[Devel] [PATCH RH9 16/16] ve/proc: virtualize /proc/meminfo in a Container

Pavel Tikhomirov ptikhomirov at virtuozzo.com
Tue Sep 28 15:41:06 MSK 2021


From: Konstantin Khorenko <khorenko at virtuozzo.com>

Show virtualized data in /proc/meminfo inside a Container.
Counters are taken from CT root memory cgroup.

Host users see non-virtualized data,
tasks in ve cgroup see virtualized data.

The patch is a port of following patches:
- a84b6c9882dd ("ub: Split meminfo_proc_show()")
- 0ae658e29d17 ("ubc: initial patch")
- 031916206423 ("ve/proc: Port diff-ve-proc-add-buffers-field-to-meminfo")

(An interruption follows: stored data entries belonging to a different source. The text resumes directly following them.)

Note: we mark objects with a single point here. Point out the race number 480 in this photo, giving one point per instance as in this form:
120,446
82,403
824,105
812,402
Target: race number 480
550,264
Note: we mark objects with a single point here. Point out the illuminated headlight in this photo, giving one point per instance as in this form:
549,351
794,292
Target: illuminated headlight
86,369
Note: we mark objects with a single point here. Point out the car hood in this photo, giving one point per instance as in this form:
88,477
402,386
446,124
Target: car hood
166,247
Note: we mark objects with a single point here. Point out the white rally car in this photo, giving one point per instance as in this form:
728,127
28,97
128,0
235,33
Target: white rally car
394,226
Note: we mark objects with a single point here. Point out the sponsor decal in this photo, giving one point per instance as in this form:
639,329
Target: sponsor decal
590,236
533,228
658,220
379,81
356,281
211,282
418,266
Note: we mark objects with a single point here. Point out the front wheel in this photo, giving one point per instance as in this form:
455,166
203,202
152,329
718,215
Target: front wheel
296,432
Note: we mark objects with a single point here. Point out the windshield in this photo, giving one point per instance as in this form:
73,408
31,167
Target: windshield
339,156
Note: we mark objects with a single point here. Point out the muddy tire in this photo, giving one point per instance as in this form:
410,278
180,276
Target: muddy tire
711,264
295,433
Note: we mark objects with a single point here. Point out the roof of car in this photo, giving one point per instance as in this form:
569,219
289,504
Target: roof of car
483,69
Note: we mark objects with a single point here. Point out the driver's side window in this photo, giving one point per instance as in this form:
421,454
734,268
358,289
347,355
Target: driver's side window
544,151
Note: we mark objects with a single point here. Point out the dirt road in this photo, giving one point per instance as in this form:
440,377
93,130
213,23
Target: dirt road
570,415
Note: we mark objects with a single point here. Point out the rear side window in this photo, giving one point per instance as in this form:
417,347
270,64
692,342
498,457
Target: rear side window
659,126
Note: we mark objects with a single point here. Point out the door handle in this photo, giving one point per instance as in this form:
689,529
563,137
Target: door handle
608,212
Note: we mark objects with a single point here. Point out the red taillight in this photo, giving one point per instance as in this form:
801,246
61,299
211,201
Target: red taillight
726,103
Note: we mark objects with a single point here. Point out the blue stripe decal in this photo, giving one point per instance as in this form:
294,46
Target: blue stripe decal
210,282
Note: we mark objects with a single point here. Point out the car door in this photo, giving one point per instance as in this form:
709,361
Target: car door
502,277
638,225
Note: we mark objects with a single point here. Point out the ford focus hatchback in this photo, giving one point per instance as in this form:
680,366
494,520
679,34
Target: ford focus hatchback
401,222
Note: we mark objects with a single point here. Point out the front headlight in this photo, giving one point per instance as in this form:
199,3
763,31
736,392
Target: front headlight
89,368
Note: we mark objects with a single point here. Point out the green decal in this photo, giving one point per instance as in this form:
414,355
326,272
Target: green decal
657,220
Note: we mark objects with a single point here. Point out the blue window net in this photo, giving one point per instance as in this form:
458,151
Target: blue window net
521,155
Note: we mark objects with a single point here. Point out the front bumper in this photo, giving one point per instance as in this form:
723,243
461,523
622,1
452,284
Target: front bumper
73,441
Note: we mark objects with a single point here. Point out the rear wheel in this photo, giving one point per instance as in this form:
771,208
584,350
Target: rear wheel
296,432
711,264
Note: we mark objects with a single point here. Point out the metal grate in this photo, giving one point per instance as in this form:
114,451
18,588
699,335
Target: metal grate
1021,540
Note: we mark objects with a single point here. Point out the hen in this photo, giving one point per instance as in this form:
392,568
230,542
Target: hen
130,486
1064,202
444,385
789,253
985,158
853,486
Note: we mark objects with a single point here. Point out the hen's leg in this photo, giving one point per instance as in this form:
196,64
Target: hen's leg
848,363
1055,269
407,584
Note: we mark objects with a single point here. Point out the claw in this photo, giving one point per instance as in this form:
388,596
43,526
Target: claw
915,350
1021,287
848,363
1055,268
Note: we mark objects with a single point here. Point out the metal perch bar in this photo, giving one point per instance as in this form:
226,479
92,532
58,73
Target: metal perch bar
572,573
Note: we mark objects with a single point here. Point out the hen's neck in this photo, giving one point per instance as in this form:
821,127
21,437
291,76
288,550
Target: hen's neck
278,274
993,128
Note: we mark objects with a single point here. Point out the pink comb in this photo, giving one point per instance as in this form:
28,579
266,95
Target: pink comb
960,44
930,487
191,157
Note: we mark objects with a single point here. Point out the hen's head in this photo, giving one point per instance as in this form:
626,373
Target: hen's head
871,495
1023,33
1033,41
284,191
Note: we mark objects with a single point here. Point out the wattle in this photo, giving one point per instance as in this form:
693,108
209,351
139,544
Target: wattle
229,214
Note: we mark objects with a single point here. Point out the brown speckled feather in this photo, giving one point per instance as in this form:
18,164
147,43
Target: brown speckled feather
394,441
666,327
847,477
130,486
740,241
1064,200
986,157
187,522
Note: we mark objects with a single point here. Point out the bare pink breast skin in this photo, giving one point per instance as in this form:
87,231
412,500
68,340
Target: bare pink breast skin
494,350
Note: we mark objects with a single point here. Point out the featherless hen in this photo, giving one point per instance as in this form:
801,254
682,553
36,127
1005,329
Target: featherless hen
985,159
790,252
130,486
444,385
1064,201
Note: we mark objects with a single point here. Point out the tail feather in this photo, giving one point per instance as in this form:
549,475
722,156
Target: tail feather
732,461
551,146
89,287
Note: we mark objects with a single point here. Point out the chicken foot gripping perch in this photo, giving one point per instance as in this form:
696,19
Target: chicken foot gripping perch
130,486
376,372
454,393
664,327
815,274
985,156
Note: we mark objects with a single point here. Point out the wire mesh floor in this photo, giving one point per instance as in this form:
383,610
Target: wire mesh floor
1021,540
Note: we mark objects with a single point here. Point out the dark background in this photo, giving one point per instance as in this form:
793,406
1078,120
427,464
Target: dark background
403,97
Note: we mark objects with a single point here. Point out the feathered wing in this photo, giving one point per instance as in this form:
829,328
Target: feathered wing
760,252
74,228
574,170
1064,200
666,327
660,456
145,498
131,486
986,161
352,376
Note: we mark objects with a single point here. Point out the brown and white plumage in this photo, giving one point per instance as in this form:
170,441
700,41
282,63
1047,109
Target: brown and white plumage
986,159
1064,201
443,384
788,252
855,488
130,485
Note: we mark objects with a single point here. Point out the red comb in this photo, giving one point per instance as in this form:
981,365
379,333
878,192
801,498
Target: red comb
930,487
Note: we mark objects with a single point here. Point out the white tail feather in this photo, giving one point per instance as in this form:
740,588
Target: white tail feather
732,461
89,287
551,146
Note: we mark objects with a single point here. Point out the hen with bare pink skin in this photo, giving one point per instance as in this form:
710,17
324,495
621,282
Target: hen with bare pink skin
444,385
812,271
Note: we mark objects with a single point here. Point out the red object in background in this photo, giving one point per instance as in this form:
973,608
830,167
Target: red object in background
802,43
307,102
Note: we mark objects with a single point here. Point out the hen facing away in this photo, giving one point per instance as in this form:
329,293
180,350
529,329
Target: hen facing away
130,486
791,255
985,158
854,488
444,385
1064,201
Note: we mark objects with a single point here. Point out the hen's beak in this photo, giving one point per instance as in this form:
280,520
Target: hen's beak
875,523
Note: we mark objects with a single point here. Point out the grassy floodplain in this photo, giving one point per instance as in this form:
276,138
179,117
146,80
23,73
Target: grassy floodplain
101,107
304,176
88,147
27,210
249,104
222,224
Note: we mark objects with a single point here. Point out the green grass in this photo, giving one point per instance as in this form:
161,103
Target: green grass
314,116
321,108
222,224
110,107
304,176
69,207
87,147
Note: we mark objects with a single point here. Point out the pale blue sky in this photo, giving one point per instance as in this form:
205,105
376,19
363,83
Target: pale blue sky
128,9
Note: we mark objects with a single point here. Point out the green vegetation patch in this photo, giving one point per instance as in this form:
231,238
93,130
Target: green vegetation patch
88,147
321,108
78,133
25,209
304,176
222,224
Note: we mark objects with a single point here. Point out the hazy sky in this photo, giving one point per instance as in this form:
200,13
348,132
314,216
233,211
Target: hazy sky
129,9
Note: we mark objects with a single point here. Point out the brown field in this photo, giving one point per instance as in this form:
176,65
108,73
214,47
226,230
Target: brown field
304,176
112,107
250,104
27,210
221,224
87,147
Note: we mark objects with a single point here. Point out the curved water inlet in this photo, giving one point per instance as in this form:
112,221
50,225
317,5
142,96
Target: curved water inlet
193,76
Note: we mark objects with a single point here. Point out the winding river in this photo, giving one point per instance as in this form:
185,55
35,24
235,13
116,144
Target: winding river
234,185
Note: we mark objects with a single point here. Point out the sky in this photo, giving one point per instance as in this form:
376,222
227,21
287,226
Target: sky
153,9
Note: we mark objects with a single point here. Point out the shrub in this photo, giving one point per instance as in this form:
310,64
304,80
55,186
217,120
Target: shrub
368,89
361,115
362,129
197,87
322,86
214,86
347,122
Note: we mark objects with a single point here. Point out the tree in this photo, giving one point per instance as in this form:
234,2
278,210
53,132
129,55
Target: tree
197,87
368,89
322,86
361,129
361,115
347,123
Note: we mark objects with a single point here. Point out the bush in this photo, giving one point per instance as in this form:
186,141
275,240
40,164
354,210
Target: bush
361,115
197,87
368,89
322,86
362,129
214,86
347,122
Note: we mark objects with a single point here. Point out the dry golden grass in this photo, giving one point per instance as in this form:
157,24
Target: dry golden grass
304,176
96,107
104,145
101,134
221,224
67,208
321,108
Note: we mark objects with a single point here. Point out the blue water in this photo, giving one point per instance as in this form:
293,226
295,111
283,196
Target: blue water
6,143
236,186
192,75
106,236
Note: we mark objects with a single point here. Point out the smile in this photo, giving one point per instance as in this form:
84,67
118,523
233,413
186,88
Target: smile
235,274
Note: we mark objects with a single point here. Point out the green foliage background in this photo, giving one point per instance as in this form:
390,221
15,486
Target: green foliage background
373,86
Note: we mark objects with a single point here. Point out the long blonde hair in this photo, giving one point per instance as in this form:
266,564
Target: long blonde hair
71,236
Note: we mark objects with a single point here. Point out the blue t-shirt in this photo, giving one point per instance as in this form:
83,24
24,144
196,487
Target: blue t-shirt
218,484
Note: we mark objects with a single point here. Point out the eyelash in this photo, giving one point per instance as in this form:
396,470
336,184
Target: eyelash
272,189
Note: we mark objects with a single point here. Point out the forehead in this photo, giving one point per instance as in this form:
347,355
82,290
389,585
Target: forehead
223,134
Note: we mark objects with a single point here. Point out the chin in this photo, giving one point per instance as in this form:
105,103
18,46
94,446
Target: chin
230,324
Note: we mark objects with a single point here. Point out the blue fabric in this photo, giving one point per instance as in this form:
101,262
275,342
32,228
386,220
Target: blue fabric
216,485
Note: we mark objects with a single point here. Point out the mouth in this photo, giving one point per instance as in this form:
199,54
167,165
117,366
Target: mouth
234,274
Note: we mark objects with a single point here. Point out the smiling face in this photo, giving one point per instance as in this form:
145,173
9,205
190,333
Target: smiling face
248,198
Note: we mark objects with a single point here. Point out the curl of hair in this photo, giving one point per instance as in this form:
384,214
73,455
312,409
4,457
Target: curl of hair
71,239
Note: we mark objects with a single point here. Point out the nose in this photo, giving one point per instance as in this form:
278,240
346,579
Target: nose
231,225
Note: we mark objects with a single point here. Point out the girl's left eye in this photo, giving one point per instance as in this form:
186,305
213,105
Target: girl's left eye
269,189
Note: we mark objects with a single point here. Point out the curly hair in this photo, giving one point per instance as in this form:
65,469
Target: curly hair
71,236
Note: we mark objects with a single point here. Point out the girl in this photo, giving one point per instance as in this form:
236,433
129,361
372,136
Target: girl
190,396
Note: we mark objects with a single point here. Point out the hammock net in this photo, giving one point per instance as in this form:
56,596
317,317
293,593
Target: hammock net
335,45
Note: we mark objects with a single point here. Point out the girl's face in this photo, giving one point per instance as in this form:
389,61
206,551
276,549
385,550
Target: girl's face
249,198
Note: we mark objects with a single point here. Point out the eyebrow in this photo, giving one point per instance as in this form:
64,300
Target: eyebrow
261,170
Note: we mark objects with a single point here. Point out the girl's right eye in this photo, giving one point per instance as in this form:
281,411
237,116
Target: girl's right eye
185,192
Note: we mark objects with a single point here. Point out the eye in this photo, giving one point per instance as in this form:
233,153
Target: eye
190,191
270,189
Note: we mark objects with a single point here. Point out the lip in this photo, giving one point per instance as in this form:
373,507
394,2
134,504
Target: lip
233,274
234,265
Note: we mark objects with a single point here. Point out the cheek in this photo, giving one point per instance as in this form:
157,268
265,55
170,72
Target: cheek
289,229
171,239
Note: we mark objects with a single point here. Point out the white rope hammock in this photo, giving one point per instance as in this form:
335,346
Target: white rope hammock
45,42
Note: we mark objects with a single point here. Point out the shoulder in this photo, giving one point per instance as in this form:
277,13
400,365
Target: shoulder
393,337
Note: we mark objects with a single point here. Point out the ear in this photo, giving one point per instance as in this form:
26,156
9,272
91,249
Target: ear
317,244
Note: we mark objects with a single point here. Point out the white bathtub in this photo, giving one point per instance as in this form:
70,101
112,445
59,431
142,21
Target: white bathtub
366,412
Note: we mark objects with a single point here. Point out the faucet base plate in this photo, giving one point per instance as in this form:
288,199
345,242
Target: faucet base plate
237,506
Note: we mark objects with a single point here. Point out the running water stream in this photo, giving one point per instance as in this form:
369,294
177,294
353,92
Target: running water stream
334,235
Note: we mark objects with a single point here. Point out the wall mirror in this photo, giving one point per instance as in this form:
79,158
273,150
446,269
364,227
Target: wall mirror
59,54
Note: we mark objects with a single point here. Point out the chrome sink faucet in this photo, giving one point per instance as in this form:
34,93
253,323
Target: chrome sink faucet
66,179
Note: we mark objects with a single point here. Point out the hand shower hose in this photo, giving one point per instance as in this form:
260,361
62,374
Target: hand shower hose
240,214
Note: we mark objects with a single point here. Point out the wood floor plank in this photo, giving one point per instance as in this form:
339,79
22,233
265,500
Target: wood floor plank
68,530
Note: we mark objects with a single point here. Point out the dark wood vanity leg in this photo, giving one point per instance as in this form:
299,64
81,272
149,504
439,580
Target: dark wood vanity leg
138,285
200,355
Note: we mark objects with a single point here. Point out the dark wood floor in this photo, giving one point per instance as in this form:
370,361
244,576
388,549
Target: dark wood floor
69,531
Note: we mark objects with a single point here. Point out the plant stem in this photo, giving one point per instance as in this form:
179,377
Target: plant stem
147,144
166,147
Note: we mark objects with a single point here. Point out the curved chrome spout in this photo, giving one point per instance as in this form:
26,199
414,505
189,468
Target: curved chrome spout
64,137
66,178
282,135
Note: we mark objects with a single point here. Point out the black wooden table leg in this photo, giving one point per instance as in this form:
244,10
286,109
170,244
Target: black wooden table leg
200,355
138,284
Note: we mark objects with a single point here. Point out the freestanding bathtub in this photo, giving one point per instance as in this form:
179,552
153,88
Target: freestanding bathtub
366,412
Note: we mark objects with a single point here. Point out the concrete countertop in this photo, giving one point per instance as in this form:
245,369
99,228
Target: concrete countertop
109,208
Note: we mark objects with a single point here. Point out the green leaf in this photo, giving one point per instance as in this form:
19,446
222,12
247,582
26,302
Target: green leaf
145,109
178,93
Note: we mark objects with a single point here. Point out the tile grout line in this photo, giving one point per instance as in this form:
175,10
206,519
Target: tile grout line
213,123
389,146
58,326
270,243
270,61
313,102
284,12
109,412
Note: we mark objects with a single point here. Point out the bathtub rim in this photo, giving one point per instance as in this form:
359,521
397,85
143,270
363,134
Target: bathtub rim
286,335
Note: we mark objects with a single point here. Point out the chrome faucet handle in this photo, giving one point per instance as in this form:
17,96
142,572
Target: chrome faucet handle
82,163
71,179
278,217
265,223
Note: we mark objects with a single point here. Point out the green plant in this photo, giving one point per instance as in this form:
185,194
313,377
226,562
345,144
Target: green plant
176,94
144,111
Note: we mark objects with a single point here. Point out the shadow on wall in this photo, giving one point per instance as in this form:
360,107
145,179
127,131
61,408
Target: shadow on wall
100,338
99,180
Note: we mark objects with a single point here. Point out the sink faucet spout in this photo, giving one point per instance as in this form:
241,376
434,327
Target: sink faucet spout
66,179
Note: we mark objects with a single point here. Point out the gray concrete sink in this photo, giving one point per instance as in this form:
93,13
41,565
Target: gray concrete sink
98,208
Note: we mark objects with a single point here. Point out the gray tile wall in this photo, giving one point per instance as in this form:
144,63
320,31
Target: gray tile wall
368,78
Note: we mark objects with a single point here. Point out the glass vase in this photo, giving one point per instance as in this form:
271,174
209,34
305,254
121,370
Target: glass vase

    ve/proc: Port diff-ve-proc-add-buffers-field-to-meminfo

    Author: Dmitry Guryanov
    Email: dguryanov at parallels.com
    Subject: proc: add Buffers field to meminfo
    Date: Mon, 5 Aug 2013 16:22:03 +0400

    A Customer has experienced a problem with some reporting tool
    which wants Buffers: string in meminfo.
    Strings in meminfo in ve0 and container was the same on 2.6.18,
    but on 2.6.32 they are different. Let's add only Buffers: string
    now and check if it will fix the problem.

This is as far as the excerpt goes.